Furthermore, assessing FOXP3 demethylation may indirectly contribute to assess Tregs with functional suppression. It is controversial whether all activated FOXP3+ T-cells have similar suppressive capability [26]–[28]. Thus FOXP3 demethylation (%) may contribute to distinguish natural Tregs (with complete suppressive capacity) as compared to e.g. TGF-β induced FOXP3-expressing Tregs (with incomplete suppressive capacity). In the presented study, Treg function in cord blood – representing nTregs only- was positively and strongly correlated with FOXP3 demethylation.

Thus, examining FOXP3 demethylation could potentially be applied as an indirect surrogate marker of suppressive capacity when more extensive evaluation can not be performed in large population studies - either due to technical or logistic possibilities.

As regulatory T-cells are keeping immune responses in balance, T-cell cytokines may be equally regulated by the demethylation status of Tregs. In cord blood, FOXP3 demethylation was positively correlated with Th2 cytokines (IL-5 and IL-13), however at low levels. Following Derp1+LpA stimulation, besides Th2 cytokines, also IL-17 production, but not Th1 cytokines (IFN-γ), was positively correlated with FOXP3 demethylation. A correlation of Th2-cells and IL-17 were described in two cord blood populations before [4], [17], however not related to Tregs. This effect may be due to the immature nature of cord blood representing a more Th2-shifted immune phenotype [29], and thus not completely balanced at this stage. Previously, Th2 cytokines IL-4 and IL-6 have been shown to inhibit FOXP3 induction [30]; however IL-4 can on the other hand induce proliferation of CD4CD25+ cells [31], thus a potential synergistic mechanism is possible.
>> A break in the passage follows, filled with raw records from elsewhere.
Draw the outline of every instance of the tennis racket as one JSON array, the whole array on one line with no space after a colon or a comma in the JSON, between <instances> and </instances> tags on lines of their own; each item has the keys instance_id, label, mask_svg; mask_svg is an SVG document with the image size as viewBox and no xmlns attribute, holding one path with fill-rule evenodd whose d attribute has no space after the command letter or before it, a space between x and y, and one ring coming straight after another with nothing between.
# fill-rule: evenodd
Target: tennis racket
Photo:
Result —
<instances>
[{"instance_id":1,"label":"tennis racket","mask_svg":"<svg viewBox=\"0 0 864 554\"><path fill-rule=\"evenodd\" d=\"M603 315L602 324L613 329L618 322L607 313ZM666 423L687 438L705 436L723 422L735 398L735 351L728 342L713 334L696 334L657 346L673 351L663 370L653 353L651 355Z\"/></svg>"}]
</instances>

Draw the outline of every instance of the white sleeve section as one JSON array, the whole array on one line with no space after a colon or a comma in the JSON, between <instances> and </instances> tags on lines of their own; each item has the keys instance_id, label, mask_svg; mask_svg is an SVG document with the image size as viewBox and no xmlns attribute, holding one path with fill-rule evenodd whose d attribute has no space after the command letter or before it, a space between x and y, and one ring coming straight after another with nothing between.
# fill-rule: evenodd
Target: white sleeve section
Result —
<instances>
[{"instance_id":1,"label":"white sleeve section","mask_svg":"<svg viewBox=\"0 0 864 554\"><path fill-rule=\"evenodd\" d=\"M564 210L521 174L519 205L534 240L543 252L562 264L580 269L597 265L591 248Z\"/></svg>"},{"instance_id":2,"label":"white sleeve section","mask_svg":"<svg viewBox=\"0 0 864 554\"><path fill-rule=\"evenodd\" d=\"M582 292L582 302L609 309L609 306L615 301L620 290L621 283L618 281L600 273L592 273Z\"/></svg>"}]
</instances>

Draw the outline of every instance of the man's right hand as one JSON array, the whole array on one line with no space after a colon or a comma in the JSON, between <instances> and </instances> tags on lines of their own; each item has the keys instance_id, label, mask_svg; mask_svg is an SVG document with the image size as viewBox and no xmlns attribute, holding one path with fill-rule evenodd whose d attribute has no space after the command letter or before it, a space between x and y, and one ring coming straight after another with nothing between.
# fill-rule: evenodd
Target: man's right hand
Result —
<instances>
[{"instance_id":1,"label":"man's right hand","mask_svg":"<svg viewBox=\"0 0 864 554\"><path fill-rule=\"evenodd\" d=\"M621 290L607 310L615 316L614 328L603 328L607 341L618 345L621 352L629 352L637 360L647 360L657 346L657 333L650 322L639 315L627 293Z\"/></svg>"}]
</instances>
While these results derived from murine studies, cord blood is unique in terms of Treg regulations. Although in humans Tregs can inhibit cytokine production of effector cells in in vitro experiments [3], Tregs increased in parallel with Th2 cytokines in autoimmune pancreato-cholangitis [32] and the percentage of CD4+CD25int/CD4 T-cells was correlated positively with IL-5, IL-10, and IL-13 in pollen-sensitized children [33]. Th2 cytokines (IL-4, IL-13) can also induce FOXP3-expressing CD4+CD25+ regulatory T-cells from healthy human CD4+CD25− precursors [34]. Moreover, Tregs can differentiate to IL-17 producing cells under specific stimulation conditions [35]–[36]. Thus, complex competitory mechanism among different Th subgroups may be involved. Following diverse stimulations, the interplay of Tregs and other Th lineages may be different, but this clearly needs to be assessed in more detail early in life.
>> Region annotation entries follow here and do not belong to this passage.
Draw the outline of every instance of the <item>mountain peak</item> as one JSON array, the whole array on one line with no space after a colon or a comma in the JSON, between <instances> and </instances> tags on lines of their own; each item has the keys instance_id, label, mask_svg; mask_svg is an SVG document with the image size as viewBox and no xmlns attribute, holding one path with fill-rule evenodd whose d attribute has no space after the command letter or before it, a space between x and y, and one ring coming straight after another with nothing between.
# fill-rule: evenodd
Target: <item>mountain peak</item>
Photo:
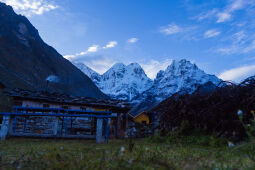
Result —
<instances>
[{"instance_id":1,"label":"mountain peak","mask_svg":"<svg viewBox=\"0 0 255 170\"><path fill-rule=\"evenodd\" d=\"M119 69L119 68L125 68L126 65L123 63L115 63L111 68L112 69Z\"/></svg>"},{"instance_id":2,"label":"mountain peak","mask_svg":"<svg viewBox=\"0 0 255 170\"><path fill-rule=\"evenodd\" d=\"M0 3L0 81L9 88L45 90L74 96L108 98L54 48L46 44L30 21Z\"/></svg>"},{"instance_id":3,"label":"mountain peak","mask_svg":"<svg viewBox=\"0 0 255 170\"><path fill-rule=\"evenodd\" d=\"M100 90L114 99L131 100L150 88L153 83L138 63L131 63L127 66L123 63L116 63L101 76L90 75L91 72L87 71L87 66L85 69L85 67L75 65L87 74Z\"/></svg>"}]
</instances>

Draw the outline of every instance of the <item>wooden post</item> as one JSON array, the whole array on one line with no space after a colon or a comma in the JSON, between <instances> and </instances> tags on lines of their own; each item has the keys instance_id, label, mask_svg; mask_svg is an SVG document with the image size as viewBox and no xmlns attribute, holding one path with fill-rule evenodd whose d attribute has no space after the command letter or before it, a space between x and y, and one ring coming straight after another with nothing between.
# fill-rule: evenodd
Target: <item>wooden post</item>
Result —
<instances>
[{"instance_id":1,"label":"wooden post","mask_svg":"<svg viewBox=\"0 0 255 170\"><path fill-rule=\"evenodd\" d=\"M55 119L53 128L54 128L53 133L54 133L55 136L57 136L58 135L58 117L56 117L56 119Z\"/></svg>"},{"instance_id":2,"label":"wooden post","mask_svg":"<svg viewBox=\"0 0 255 170\"><path fill-rule=\"evenodd\" d=\"M120 117L120 114L118 113L117 114L117 138L121 138L121 117Z\"/></svg>"},{"instance_id":3,"label":"wooden post","mask_svg":"<svg viewBox=\"0 0 255 170\"><path fill-rule=\"evenodd\" d=\"M96 142L103 143L103 118L97 118Z\"/></svg>"},{"instance_id":4,"label":"wooden post","mask_svg":"<svg viewBox=\"0 0 255 170\"><path fill-rule=\"evenodd\" d=\"M2 126L0 131L1 140L5 140L10 127L10 116L3 116Z\"/></svg>"}]
</instances>

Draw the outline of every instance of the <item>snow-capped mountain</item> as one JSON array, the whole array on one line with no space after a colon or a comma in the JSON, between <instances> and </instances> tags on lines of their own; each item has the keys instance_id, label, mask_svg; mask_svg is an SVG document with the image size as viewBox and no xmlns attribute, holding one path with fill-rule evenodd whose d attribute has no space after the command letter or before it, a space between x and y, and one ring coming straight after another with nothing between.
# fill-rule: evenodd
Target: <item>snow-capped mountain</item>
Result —
<instances>
[{"instance_id":1,"label":"snow-capped mountain","mask_svg":"<svg viewBox=\"0 0 255 170\"><path fill-rule=\"evenodd\" d=\"M132 100L135 107L131 112L153 108L176 92L193 93L200 85L208 82L218 85L221 81L187 60L173 61L165 71L158 72L151 88Z\"/></svg>"},{"instance_id":2,"label":"snow-capped mountain","mask_svg":"<svg viewBox=\"0 0 255 170\"><path fill-rule=\"evenodd\" d=\"M86 74L96 85L99 86L101 82L101 75L86 66L83 63L72 62L78 69L80 69L84 74Z\"/></svg>"},{"instance_id":3,"label":"snow-capped mountain","mask_svg":"<svg viewBox=\"0 0 255 170\"><path fill-rule=\"evenodd\" d=\"M117 63L103 75L99 75L82 63L74 63L74 65L89 76L102 92L114 99L132 100L153 84L137 63L127 66Z\"/></svg>"}]
</instances>

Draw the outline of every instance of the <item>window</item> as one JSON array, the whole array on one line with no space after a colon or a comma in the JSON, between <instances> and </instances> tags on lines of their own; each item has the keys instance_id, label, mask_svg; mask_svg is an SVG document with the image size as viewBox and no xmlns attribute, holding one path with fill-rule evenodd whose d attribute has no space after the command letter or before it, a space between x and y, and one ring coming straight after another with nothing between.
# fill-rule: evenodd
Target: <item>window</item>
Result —
<instances>
[{"instance_id":1,"label":"window","mask_svg":"<svg viewBox=\"0 0 255 170\"><path fill-rule=\"evenodd\" d=\"M86 110L87 110L86 107L81 107L80 109L81 109L82 111L86 111Z\"/></svg>"},{"instance_id":2,"label":"window","mask_svg":"<svg viewBox=\"0 0 255 170\"><path fill-rule=\"evenodd\" d=\"M43 108L50 108L49 104L43 104Z\"/></svg>"},{"instance_id":3,"label":"window","mask_svg":"<svg viewBox=\"0 0 255 170\"><path fill-rule=\"evenodd\" d=\"M62 109L69 109L68 106L62 106L61 108L62 108Z\"/></svg>"},{"instance_id":4,"label":"window","mask_svg":"<svg viewBox=\"0 0 255 170\"><path fill-rule=\"evenodd\" d=\"M15 101L14 106L22 106L22 101Z\"/></svg>"}]
</instances>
Overall, this novel method was shown to be quantitatively comparable to previously used methods, but may be superior as an adequate tool for routine applications in large international field trials as it is technically less demanding and laborious than previously used methods [25].
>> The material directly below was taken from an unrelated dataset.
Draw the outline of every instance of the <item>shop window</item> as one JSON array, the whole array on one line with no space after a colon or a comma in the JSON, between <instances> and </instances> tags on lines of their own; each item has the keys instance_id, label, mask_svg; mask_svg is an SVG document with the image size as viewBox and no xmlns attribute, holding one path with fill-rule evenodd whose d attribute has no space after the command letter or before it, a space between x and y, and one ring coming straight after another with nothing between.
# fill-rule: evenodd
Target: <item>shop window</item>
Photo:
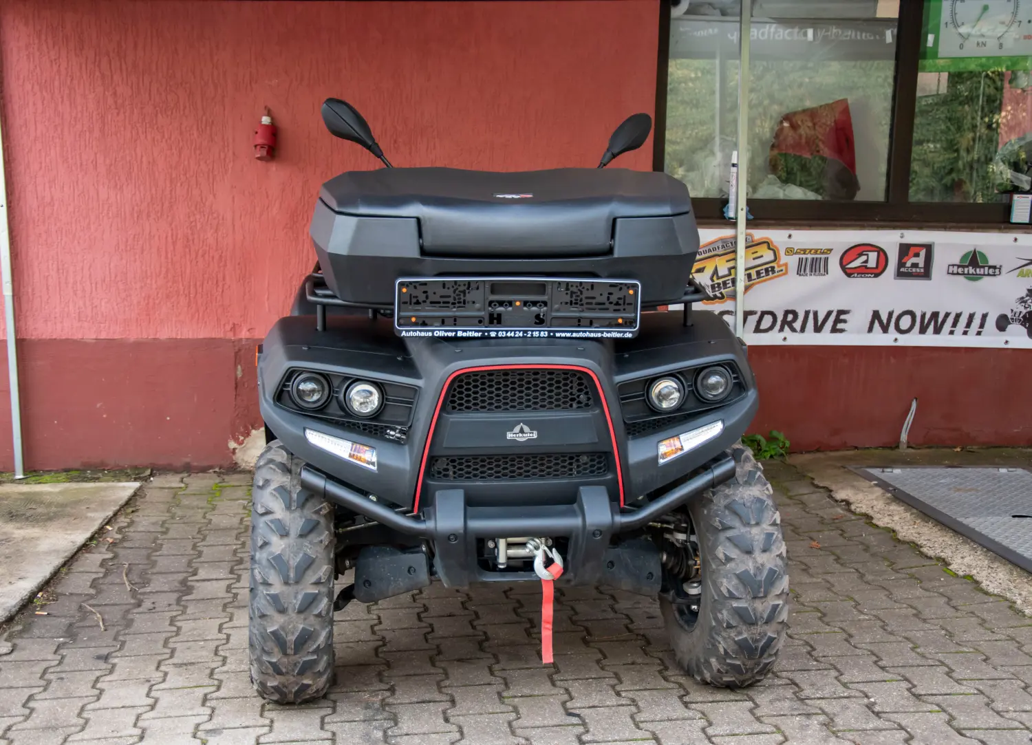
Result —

In summary, FOXP3 demethylation (%) was demonstrated to be strongly correlated with Tregs early in life. FOXP3 demethylation was positively correlated with CD4+CD25hi T-cells and to a lower degree with FOXP3 mRNA expression in cord blood. Moreover, FOXP3 demethylation may represent an indirect marker for efficient suppressive capacity of Tregs. Thus, FOXP3 demethylation may be used as a good quantitative and indirect qualitative marker and valid method in multicenter field studies, offering the possibility of an additional or potentially substitute marker for assessment of Tregs.